En Europa, Estados Unidos y
Sudamérica, todos se preguntan qué está ocurriendo para que las clases
trabajadoras voten candidatos de derecha. Las respuestas son variadas pero, en
general, desde la izquierda se suele atribuir el fenómeno a un nuevo episodio
de “falsa conciencia” por la cual la víctima vota a su verdugo, en general,
gracias a la ayuda inestimable de medios de comunicación y/o redes sociales.

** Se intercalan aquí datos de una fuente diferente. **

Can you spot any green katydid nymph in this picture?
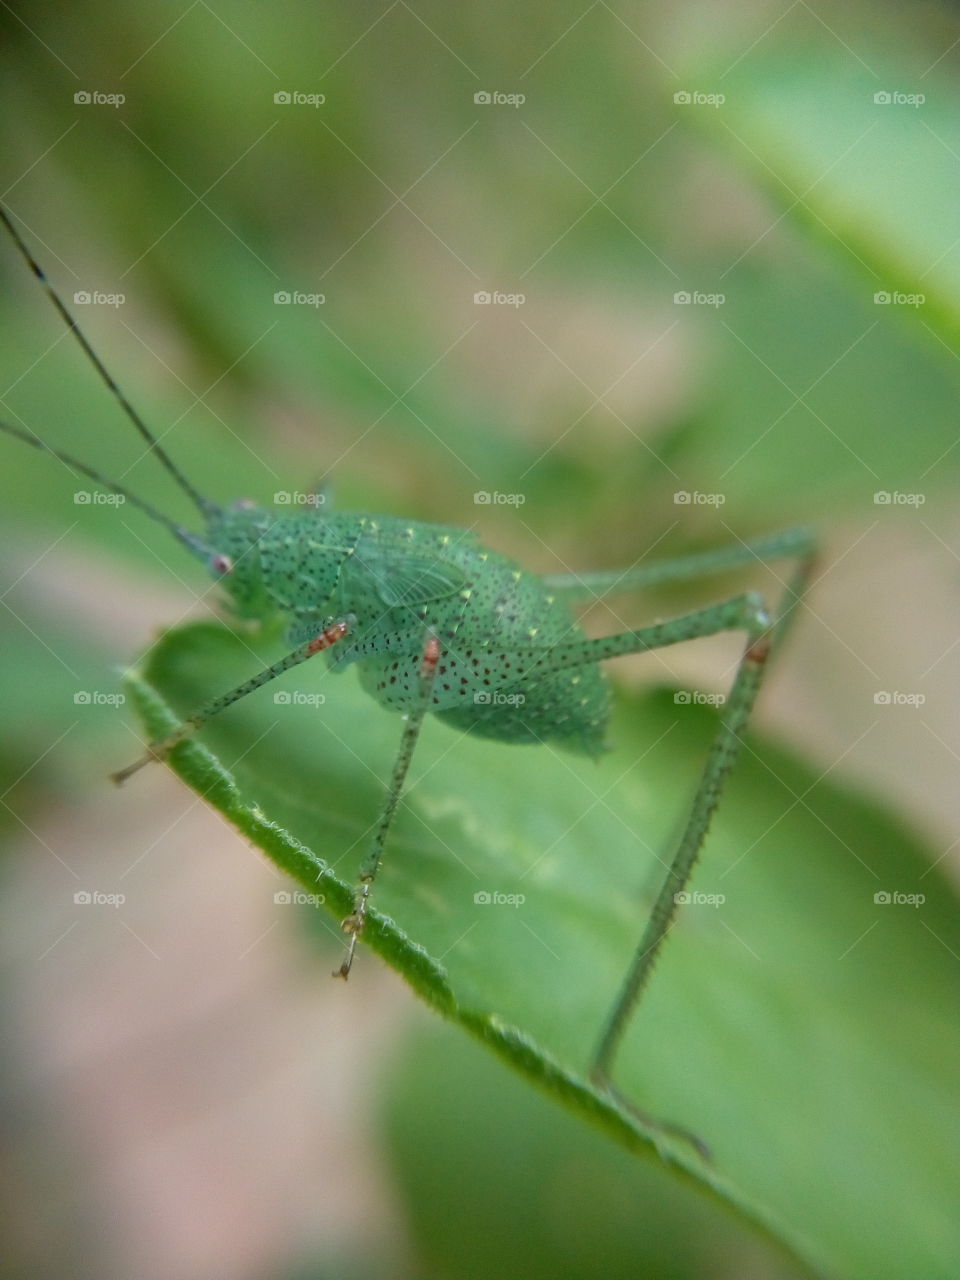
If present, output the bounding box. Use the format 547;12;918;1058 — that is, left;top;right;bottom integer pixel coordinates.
0;204;815;1154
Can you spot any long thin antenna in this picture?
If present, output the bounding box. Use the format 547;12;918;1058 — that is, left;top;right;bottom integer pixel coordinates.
0;204;218;519
0;417;210;557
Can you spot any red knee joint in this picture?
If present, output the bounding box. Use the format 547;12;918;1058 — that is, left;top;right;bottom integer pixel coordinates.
421;634;441;677
307;620;350;655
746;634;771;665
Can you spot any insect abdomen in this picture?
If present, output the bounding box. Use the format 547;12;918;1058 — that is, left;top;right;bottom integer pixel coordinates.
351;541;611;755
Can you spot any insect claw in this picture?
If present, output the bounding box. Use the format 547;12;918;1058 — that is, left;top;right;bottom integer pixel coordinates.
110;753;154;786
332;912;364;979
589;1071;711;1162
110;738;174;785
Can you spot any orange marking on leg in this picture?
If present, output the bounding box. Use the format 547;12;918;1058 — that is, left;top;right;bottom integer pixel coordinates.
307;620;350;656
746;634;771;665
421;634;441;677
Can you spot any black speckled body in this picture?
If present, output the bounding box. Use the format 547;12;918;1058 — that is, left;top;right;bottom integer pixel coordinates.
204;503;610;756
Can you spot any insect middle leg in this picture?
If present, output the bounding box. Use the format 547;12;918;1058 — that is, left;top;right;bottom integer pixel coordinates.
334;630;441;979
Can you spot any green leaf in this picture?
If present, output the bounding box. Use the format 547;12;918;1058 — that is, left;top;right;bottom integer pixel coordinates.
126;621;959;1280
689;48;960;342
384;1022;811;1280
646;47;960;522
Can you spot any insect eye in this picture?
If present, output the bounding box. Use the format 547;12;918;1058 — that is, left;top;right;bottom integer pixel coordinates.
211;553;234;575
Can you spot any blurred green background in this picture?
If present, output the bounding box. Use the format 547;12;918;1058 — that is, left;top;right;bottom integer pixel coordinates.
1;2;958;1278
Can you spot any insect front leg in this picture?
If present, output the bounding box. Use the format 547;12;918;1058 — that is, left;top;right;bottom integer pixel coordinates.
334;630;441;980
111;618;354;784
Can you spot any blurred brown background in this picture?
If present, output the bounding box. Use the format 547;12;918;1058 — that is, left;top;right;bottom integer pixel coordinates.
1;2;958;1277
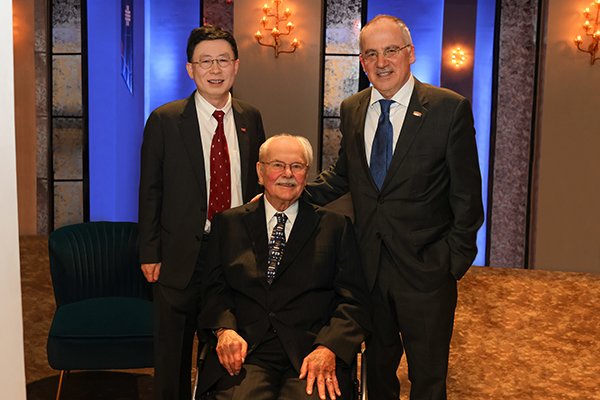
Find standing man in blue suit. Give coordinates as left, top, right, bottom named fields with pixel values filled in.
left=138, top=26, right=265, bottom=399
left=306, top=15, right=484, bottom=400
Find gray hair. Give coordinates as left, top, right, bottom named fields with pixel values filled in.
left=259, top=133, right=313, bottom=167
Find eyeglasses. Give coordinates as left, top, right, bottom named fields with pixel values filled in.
left=361, top=44, right=412, bottom=63
left=260, top=160, right=308, bottom=174
left=189, top=58, right=235, bottom=69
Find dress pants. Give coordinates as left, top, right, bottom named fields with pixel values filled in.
left=205, top=332, right=354, bottom=400
left=153, top=243, right=207, bottom=400
left=365, top=247, right=457, bottom=400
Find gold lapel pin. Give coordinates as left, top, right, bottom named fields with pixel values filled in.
left=412, top=111, right=422, bottom=117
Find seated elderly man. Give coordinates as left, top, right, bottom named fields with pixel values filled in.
left=196, top=134, right=370, bottom=400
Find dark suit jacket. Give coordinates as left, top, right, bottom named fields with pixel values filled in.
left=307, top=80, right=484, bottom=292
left=138, top=92, right=265, bottom=289
left=196, top=198, right=370, bottom=394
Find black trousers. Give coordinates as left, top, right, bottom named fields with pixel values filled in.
left=204, top=333, right=355, bottom=400
left=365, top=247, right=457, bottom=400
left=153, top=244, right=207, bottom=400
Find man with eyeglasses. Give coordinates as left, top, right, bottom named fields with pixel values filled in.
left=195, top=134, right=370, bottom=400
left=138, top=25, right=265, bottom=399
left=306, top=15, right=483, bottom=400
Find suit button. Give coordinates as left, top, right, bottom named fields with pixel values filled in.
left=376, top=232, right=382, bottom=239
left=378, top=197, right=384, bottom=204
left=268, top=312, right=275, bottom=317
left=272, top=328, right=277, bottom=333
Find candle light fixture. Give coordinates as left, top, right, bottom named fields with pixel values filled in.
left=254, top=0, right=299, bottom=58
left=450, top=47, right=467, bottom=69
left=573, top=0, right=600, bottom=65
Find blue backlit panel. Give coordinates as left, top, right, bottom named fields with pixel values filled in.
left=144, top=0, right=200, bottom=119
left=88, top=0, right=145, bottom=222
left=367, top=1, right=444, bottom=85
left=88, top=0, right=200, bottom=222
left=472, top=0, right=496, bottom=265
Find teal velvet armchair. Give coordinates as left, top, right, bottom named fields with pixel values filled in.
left=47, top=221, right=153, bottom=399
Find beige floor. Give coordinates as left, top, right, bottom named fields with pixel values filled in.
left=20, top=236, right=600, bottom=399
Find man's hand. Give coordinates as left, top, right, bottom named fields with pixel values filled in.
left=215, top=329, right=248, bottom=376
left=141, top=263, right=161, bottom=282
left=299, top=345, right=340, bottom=400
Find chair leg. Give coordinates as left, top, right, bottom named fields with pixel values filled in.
left=360, top=351, right=367, bottom=400
left=55, top=370, right=68, bottom=400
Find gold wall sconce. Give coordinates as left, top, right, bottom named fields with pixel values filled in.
left=254, top=0, right=299, bottom=57
left=450, top=47, right=467, bottom=69
left=573, top=0, right=600, bottom=65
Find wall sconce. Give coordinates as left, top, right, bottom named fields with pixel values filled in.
left=450, top=47, right=467, bottom=69
left=573, top=0, right=600, bottom=65
left=254, top=0, right=299, bottom=58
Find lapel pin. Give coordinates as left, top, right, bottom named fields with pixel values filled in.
left=412, top=111, right=422, bottom=117
left=241, top=127, right=247, bottom=133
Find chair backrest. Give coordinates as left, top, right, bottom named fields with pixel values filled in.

Hay buenas razones y ejemplos históricos que muestran el modo en que una
mayoría puede ser manipulada para votar contra sus propios intereses pero en
este caso el análisis parece merecer cierto nivel de complejidad extra si es
que queremos evitar la idea de que el manipulado y el tonto que vota mal
siempre es el otro.
Y cuando el análisis se hace más
complejo se observa lo que muchos vienen indicando desde hace ya tiempo: la
deriva de la izquierda hacia una agenda identitaria de las minorías que para
algunos es una forma de neomarxismo y para otros una defección funcional al
neoliberalismo, ha hecho que las preocupaciones de las clases trabajadoras sean
tenidas en cuenta y hasta mejor interpretadas por la derecha. Así, mientras la
izquierda considera que se puede llegar a la totalidad como un agregado de identidades
cada vez más atomizadas, sectores mayoritarios de las sociedades son testigos
de una agenda que no solo no los tiene en cuenta sino que, en algunos casos,
los señala como culpables.
Por supuesto que la situación no es
la misma en Estados Unidos, España, Francia o Brasil, por citar algunos
ejemplos, pero en líneas generales lo que se observa es que el proceso de desindustrialización
y las nuevas dinámicas laborales que impuso la globalización han roto todos los
pilares en que una mayoría de trabajadores solía sostenerse. Dejando de lado el
modo en que la religión y la familia tradicional fueron perdiendo peso, si nos
restringimos a lo estrictamente económico, la pauperización de la vida de los
trabajadores es evidente: sin trabajo, sin estabilidad, precarizados y, a veces,
hasta con trabajos que no le garantizan dejar de ser pobres, es claro que las
preocupaciones de los trabajadores no se ven incluidas en la agenda arcoíris de
ampliación de derechos civiles que abraza la izquierda. Esta dinámica incluso
podría extenderse hacia clases medias profesionales que se distinguían por su
profesión y por la continuidad en una empresa pero sobre todo por el hecho de
ser propietarios. El progreso se constituía sobre la base de la propiedad: “trabajo
para comprar la casa y el auto para mi familia”. Sin embargo, si hay algo que hoy
no pueden hacer ni el trabajador ni las clases medias profesionales, es
definirse a partir de ser propietarios. En este sentido, lo paradójico es que
la necesidad de poseer no cesa pero lo que el sistema económico y cultural le
ofrece es, como no podía ser de otra manera, ser un propietario, ya no de un
bien material y tangible, sino de una identidad: “No tendré casa pero tengo
esta identidad que en tanto única propiedad defenderé a muerte”. Repartir
identidades y hacerlas entrar en competencia es más fácil que repartir el
dinero. De eso no hay duda. De hecho, no es casual que en la medida en que
resulta más difícil para una gran mayoría de la humanidad acceder no solo a una
vivienda digna sino a la comida, lo que más ofrece el mercado son identidades. Esta
lógica es funcional a la nueva agenda de la izquierda pos caída del Muro de
Berlín pero también al poder económico concentrado, los grandes propietarios
que han convencido, a los que nada tienen, de que poseer no es importante. Y
efectivamente no parece serlo cuando sos propietario, tal como lo acreditan los
millennials y centennials que dicen vivir libre y deconstruidamente como nómades
que saltan de ciudad en ciudad y de trabajo en trabajo sosteniéndose en la
estabilidad de la vivienda y el trabajo que tienen, o tuvieron, sus padres.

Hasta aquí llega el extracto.